The old camaraderie became an instant parody based on preconceived attitudes and mutual distrust, all of which were hideously perpetrated to a maximum during the 1980s, by which time the earlier generation of players in the field of the Maltese media had hung up their boots.

This is not a sentimental journey in rewind mode, but a genuine concern, lamenting the end of what once was a warm, albeit cynical, sphere of work. The creation of the Malta Press Club, in later years happily renamed L-Istitut tal-Gurnalisti Maltin (IGM), helped in no small way towards re-igniting the spark that was lost in the political tsunami of the 1980s when journalist gossiped, in ink and on the airwaves, about journalists, when politicians dictated the headlines to their dutiful subs and when credibility became a mere word in the dictionary. But things have never been the same.

It is at moments like the announcement of Paul Carachi’s award and my needing to get in touch recently with John E. Mizzi and the affable ex-Times master photographer, Frank Attard, that I realise the old spirit has not really been revived.

Their gentlemanly approach to my queries as well as their personal warmth felt like a breath of fresh air at a moment in time when most journalists don’t seem to have enough of it for others. And the unique experience is not new. I have such fond memories of Tony Montanaro’s pleasantness during stressful periods of his editorship, while Anton Cassar’s natural tendency to offer advice and to share ideas remains as persistent today as it was in his hey day.

What was it that moulded that generation, and what is lacking today? Better-trained and better-educated journalists make up the cream of today’s crop of journalists, yet the old camaraderie continues to crumble. It is not a question of the usual young upstarts on the scene messing things up. Many so-called young upstarts have, over the years, turned out to be our top media persons deservedly running newspapers, radio and television newsrooms. Something – somewhere – sometime – went absolutely wrong and the sour taste endures.

At one time, not so long ago, the same unsavoury situation crept into the deeper waters in which columnists swim, flap and flutter, yours truly included, strangely backed by their unseen features editors.

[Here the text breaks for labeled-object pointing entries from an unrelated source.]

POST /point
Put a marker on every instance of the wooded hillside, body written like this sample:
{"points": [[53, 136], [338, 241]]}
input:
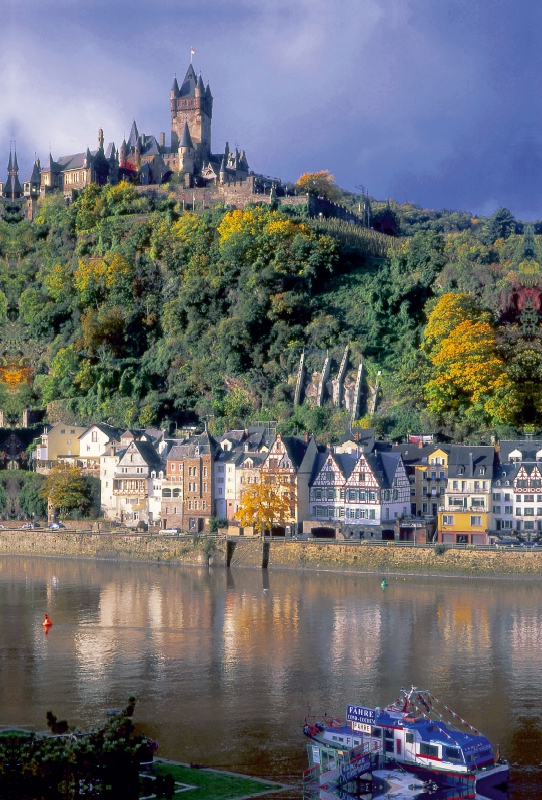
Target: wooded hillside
{"points": [[123, 308]]}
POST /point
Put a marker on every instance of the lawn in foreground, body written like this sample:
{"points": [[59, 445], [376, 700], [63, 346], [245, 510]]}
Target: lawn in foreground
{"points": [[212, 785]]}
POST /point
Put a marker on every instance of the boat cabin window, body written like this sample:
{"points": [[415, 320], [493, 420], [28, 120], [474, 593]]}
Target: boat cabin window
{"points": [[452, 754], [430, 750]]}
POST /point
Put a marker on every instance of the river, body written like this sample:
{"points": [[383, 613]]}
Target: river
{"points": [[224, 663]]}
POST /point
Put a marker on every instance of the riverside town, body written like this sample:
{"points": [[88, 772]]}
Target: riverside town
{"points": [[270, 449]]}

It all developed into an ugly spectacle of mud-slinging that must have left most of our readers highly amused but also undoubtedly abused, since they rightly expect better cannon fodder from each and everyone of us.

Wasn’t it ironic, for example, that only last week, when I was unceremoniously used as a dartboard in a national Sunday Maltese language newspaper by way of accusing a politician of “wanting to turn the clock back”, for the same paper to misinterpret and misrepresent an event that occurred more than 30 years ago, that is when most of my generation were still young men and women pretending, like all young men and women of the time, to be communists, fascists and revolutionaries in the making? Who was trying to turn the clock back, then, I wonder.

If only we could at least have that old camaraderie back.